Speed camera in Italian town issues 58,568 tickets in two weeks

6 years ago - 22 November 2018, autoblog
Speed camera in Italian town issues 58,568 tickets in two weeks
We hate to say it, but time for speed bumps?

Speed cameras have long been torturing drivers near and far. The devices are hooked up to radar detectors and, when they catch a car going past at a speed higher than the posted limit, they snap a photo and initiate a citation for that driver. They're extremely useful, if not hyperactive, for the towns and cities where they are used, but a bane to drivers. This has never been more on display than in a small Italian town that recently reported it snapped 58,568 offenses in just two weeks.

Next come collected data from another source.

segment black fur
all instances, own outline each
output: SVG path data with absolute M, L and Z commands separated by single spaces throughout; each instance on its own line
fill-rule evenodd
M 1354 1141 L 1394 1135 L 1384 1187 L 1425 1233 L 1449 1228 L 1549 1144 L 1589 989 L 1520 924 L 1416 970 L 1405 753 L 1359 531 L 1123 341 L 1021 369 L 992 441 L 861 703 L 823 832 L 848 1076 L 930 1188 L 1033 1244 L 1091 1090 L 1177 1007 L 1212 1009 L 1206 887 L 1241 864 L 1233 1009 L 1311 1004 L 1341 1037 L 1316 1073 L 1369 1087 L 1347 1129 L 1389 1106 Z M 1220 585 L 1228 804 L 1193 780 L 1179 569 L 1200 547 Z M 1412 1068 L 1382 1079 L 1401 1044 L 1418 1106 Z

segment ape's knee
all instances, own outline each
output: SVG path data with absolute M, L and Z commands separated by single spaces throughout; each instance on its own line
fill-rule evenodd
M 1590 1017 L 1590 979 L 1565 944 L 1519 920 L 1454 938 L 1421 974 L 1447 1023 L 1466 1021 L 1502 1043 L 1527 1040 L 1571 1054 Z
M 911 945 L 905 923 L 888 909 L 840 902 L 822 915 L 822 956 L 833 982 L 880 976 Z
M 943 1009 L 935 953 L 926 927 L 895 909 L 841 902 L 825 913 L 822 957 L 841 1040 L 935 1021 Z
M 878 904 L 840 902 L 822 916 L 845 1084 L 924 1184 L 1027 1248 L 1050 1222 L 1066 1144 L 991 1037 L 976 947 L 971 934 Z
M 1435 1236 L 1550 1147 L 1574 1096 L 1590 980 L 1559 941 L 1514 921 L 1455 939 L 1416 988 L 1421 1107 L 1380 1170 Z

According to a report from the BBC, Acquetico, a town in the corner of northwest Italy (between Genoa and Nice, France) has approximately 120 residents. But because a major road, SS28 Nord, passes through, it is heavily trafficked. This prompted the town's mayor Alessandro Alessandri to set up a trial speed camera  as a response to numerous complaints about speeding in the 31 mph (50 kmh) zone. The results were mind-blowing.

The camera filed 58,568 speeding tickets in 14 days. Possibly worse than the number of offenders were the numbers at which people were blowing through the small town, where residents regularly cross the street at a crosswalk. The worst speeder was caught doing 84 mph. According to the report, dozens were caught doing double the speed limit, and a majority of the 20 worst offenders did so during the middle of the day.

Naturally, Alessandri plans to make the camera permanent. We have a feeling this small town could become very rich very quickly in the near future.